Jefferson Parish President Mike Yenni quietly increased the budget for improvements in parish executive offices by more than 1600 percent last year, but he says he used only his own money to make his inner office look like George W. Bush’s Oval Office in the White House.
Yenni says the only furniture or items in his inner office on the 10th floor of the Joseph S. Yenni Building that the public paid for were three telephones. He said he used his personal money and personally picked out the furniture to make the room look like the Bush Oval Office, including special ordering a starburst rug nearly identical to the one Bush used. One notable difference about the two rugs: the seal in the middle.
In Yenni's office it says, "Office of the President, Jefferson Parish."
Yenni declined to tell us how much he spent on the starburst rug, saying he should be allowed to make his office “as nice as I want it to be as long as taxpayers don’t pay for it.”

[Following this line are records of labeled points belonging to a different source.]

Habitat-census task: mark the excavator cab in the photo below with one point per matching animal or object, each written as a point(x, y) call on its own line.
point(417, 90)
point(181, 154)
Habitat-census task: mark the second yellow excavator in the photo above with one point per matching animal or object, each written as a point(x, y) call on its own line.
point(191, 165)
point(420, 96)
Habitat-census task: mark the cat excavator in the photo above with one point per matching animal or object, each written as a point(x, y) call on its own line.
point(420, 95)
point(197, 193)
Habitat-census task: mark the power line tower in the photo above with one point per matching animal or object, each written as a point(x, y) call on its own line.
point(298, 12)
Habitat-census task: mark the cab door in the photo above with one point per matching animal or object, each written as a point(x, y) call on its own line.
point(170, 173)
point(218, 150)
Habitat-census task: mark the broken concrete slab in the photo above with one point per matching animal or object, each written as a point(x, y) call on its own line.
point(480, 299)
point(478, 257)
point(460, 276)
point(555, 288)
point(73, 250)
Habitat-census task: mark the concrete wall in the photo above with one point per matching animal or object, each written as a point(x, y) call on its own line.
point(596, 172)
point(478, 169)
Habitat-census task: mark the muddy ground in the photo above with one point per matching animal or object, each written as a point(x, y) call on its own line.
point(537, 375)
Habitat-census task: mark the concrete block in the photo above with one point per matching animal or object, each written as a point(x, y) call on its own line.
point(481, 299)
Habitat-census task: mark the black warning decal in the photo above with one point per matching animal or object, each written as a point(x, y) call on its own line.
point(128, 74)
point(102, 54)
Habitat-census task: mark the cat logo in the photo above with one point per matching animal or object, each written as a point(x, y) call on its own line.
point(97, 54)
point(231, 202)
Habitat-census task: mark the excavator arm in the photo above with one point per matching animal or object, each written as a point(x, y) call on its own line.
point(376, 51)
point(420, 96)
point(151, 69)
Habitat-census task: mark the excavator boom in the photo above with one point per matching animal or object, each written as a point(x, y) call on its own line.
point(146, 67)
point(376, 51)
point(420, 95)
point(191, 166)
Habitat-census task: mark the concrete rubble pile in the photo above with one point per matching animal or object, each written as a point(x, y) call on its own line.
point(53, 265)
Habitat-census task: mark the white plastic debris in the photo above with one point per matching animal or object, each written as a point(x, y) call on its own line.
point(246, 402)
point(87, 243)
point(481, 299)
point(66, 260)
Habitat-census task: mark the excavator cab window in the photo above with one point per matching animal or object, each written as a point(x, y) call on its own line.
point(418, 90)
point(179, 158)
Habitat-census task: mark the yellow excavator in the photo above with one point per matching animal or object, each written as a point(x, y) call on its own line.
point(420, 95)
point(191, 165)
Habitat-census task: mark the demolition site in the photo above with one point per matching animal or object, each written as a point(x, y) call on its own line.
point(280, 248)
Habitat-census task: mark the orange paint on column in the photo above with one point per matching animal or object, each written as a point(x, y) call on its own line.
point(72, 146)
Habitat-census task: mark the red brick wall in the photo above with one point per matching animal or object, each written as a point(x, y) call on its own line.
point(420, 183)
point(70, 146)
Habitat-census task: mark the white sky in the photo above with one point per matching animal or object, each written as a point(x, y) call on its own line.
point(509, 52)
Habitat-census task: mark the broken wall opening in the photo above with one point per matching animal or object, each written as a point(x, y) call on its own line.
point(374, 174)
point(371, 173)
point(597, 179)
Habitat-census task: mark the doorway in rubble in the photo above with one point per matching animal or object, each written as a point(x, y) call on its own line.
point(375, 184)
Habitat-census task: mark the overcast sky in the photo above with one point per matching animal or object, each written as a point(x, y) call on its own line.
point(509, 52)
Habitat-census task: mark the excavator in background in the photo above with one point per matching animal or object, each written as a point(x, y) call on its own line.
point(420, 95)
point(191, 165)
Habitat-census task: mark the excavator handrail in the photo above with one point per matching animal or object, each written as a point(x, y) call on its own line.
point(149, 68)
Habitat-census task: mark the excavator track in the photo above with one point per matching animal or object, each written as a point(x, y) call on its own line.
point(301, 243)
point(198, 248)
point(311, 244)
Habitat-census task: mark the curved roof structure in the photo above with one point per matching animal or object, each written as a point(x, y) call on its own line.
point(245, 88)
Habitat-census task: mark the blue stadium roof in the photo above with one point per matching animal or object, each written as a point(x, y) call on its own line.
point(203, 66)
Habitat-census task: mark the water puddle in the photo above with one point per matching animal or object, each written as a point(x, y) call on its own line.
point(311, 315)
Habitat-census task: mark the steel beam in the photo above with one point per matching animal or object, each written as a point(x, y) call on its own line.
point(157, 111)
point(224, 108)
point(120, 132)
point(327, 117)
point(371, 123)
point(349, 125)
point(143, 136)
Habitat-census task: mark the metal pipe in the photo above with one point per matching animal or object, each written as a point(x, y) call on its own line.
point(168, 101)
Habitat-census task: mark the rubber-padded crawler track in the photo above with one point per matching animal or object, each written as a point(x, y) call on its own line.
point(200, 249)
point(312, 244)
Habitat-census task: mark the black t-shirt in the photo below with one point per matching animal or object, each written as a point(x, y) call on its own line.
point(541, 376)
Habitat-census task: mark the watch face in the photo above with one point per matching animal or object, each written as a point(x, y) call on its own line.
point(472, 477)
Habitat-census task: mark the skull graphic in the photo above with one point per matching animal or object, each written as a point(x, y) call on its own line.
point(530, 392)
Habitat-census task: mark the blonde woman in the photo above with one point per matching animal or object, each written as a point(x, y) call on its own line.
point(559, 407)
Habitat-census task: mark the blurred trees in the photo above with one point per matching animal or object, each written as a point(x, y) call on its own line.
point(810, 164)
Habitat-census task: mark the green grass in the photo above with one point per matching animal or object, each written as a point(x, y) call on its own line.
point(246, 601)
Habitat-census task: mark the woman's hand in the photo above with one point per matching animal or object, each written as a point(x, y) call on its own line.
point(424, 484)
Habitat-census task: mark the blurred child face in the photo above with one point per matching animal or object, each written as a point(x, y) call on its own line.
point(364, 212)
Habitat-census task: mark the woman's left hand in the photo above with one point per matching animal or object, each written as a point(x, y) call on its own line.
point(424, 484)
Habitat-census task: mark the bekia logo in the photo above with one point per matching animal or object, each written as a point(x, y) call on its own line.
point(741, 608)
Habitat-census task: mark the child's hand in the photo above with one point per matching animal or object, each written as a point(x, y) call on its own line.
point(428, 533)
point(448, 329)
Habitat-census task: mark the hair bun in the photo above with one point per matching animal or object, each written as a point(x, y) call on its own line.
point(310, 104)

Purchase orders from the parish show a $6,800 expense for removing the old flooring in Yenni’s inner office and replacing it with new wood, but Yenni said that hasn’t been done yet. Greg Schmidt, manager at Gil’s Carpet and Tile, said he has the items for that work on hold, but was told the parish is waiting to remove some walls before performing the work.
He and Yenni both said the plan is only to install the new wood floors around the perimeter of the starburst rug and use basic plank under the rug to save money.
Yenni says taxpayer money was used to update more than two dozen of his staff members' offices at both the Yenni Building on the East Bank and the Gretna Government Building on the West Bank. Yenni said some didn't have any furniture when he took office in January 2016 and some hadn't been remodeled since Hurricane Katrina.
Questions about Yenni’s office spending arose last fall, when longtime Kenner resident Jack Zewe noticed the modest $11,700 capital budget for the parish president’s department was ballooning. He filed a public records request asking the parish to turn over invoices and other records last fall.
“And I got not one invoice. Not one! For anything,” Zewe said. “That’s when I went to court.”
Zewe sued the parish for failing to produce the invoices under the state public records law. The case was dismissed this summer, and Zewe eventually got records that showed more than $138,000 spent on the suite of parish president offices, which house 23 employees.
Among the purchase orders the parish turned over were $1,000 apiece sleeper sofas, $2,000 leather desk chairs and $5,000 for two custom mahogany desks.
“There were rooms that had no furniture in them at all,” Yenni said in an interview with WWL-TV. “We bought them off the state contractors’ list. In some cases, we found good furniture in surplus and refurbished it.”
“I don't have an issue with a chair,” said Zewe, who also challenged Yenni’s spending when he was mayor of Kenner. “A chair breaks, you replace it. Painting, you upgrade things now and then. You don't move walls. You don't buy people sofa sleepers…. Etched glass doors! What's that all about?”
In response to public records requests from WWL-TV, the parish released purchase orders for another $32,000, bringing the total documented cost to more than $170,000.
“Nobody is working in a palatial office in Jefferson Parish,” Yenni said.
Yenni's own budget for 2017 puts the total for capital expenses for his offices at $205,000, a whopping 1600-percent increase over the original amount budgeted last year.
By comparison, Yenni's predecessor, John Young, spent just $415 on his office's capital expenses in his last year on the job.
The new questions come a year after WWL-TV broke the story of Mike Yenni's sexting scandal, where he sent sexually explicit solicitations to a teenage boy.
“Regardless of what you think of me as a person, I am very responsible when it comes to taxpayer money,” said Yenni, who kept a sign on his desk in Kenner quoting his grandfather, former Parish President Joseph Yenni, saying, “Do not spend what you do not have.”
After the sexting story was reported, the Parish Council called for Yenni to resign. By then, they had already approved large spending increases for his offices without debate.
Zewe said the council failed to do their due diligence.
WWL-TV spoke to the two at-large councilmembers Monday. Both Chris Roberts and Cynthia Lee-Sheng acknowledged they approved spending increases for Yenni's office, but only $106,000 of it.
Lee-Sheng said some increase was expected for a new administration, but she said the items we found sounded "excessive." Roberts now calls the spending "absurd" and said he would be calling for a council investigation.
An email WWL-TV received from its public records request shows the Jefferson Parish Inspector General was already looking into the matter earlier this year. Special Agent Ben Myers sent the email to parish General Services Director Anthony Francis in February questioning the expanding cost of storefront doors at the front of Yenni’s offices and requesting access to take photographs both at the Yenni Building and in Kenner.
Inspector General Dave McClintock declined to confirm or deny the existence of an investigation.